According to the NSC a minimum of 26% of automobile crashes involve drivers either talking or texting on their cell phones. This behavior is called distracted driving. Distracted driving has the dubious distinction of now joining excessive speed and impaired driving as the leading factors in serious injury and fatal crashes. NSC data indicates that there are more crashes with people talking on cell phones than texting although texting is clearly a major distraction as well.

Since 1994 the NSC reported that approximately 737,000 people lost their lives in motor vehicle crashes. To reduce lives lost in crashes necessitates a focus on prevention. This article will discuss cognitive distraction and the myth of multitasking as both relate to hand-held and hands-free communication devices.

Cognitive distraction is the practice of taking your focus and thus your thinking off the road. Cognitive distraction applies to both hand-held and hands-free devices. Both devices distract your thinking from driving safely. The NSC conducted a meta-analysis of at least 30 empirical studies from around the globe comparing the performance of drivers with hand-held and hands-free devices. Their primary finding was that using a hands-free device did not offer any safety benefits over hand-held devices while driving. The use of a hand-held device also added the obvious additional risk of removing one hand from the steering wheel. It was abundantly clear that the hands-free device did not eliminate cognitive distraction.

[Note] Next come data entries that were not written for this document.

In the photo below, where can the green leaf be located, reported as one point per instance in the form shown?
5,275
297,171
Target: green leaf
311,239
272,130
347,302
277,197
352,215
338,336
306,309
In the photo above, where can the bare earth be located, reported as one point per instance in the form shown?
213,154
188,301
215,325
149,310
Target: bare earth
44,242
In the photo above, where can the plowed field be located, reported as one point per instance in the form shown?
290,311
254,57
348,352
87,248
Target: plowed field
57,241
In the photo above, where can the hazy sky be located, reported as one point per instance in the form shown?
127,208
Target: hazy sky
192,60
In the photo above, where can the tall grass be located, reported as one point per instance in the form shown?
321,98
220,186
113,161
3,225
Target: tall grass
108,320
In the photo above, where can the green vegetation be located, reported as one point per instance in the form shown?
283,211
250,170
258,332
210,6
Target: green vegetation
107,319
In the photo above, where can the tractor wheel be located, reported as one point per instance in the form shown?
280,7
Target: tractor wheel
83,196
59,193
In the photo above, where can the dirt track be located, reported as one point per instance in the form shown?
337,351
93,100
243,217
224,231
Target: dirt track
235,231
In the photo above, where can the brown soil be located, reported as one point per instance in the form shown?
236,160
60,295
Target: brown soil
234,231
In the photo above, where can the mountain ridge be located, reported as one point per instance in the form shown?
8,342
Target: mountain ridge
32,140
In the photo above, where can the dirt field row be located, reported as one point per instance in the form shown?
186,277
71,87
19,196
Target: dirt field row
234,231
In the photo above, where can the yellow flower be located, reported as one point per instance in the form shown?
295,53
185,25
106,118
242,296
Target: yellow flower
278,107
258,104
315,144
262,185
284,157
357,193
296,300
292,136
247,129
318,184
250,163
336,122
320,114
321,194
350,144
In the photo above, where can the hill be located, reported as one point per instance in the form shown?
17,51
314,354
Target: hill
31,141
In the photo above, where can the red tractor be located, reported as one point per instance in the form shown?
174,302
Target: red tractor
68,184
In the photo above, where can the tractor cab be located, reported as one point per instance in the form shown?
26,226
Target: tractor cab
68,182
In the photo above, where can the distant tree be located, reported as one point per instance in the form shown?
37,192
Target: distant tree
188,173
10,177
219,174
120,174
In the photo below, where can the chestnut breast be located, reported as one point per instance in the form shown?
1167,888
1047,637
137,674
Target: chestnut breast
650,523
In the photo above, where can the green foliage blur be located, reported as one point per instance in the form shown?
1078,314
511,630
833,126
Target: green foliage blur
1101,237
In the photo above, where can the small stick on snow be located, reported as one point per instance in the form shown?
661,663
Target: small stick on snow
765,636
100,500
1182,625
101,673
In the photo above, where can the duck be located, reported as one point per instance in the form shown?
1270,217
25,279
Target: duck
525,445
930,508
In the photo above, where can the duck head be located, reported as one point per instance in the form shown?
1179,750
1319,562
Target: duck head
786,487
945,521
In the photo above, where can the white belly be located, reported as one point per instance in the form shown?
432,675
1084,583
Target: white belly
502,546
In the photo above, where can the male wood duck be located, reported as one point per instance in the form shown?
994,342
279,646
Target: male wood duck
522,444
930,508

Multitasking is a popular term used by people who believe that they can do two or more tasks simultaneously. Employers like to believe that employees can multitask and accomplish more on the job. The truth is that our minds switch rapidly between multiple tasks giving people the misunderstanding that they are doing them simultaneously. In psychology and neurology this is called “attention switching.” The concern with so-called multitasking as we drive is that if a driver is engaged in a conversation using either a hands-free or hand-held device they must switch attention from the road to the conversation and vice-versa. This switch may only take a blink of the eye (about one-tenth of a second) but at 60-miles an hour or in congested driving conditions or if something unexpected occurs on the road the outcome could be fatal.

The bottom line is if you are texting or talking on a cell phone using any device you are driving distracted. The time it takes to switch from conversation to action could be fatal. The empirical evidence is clear. Please do not drive distracted. You may save a life.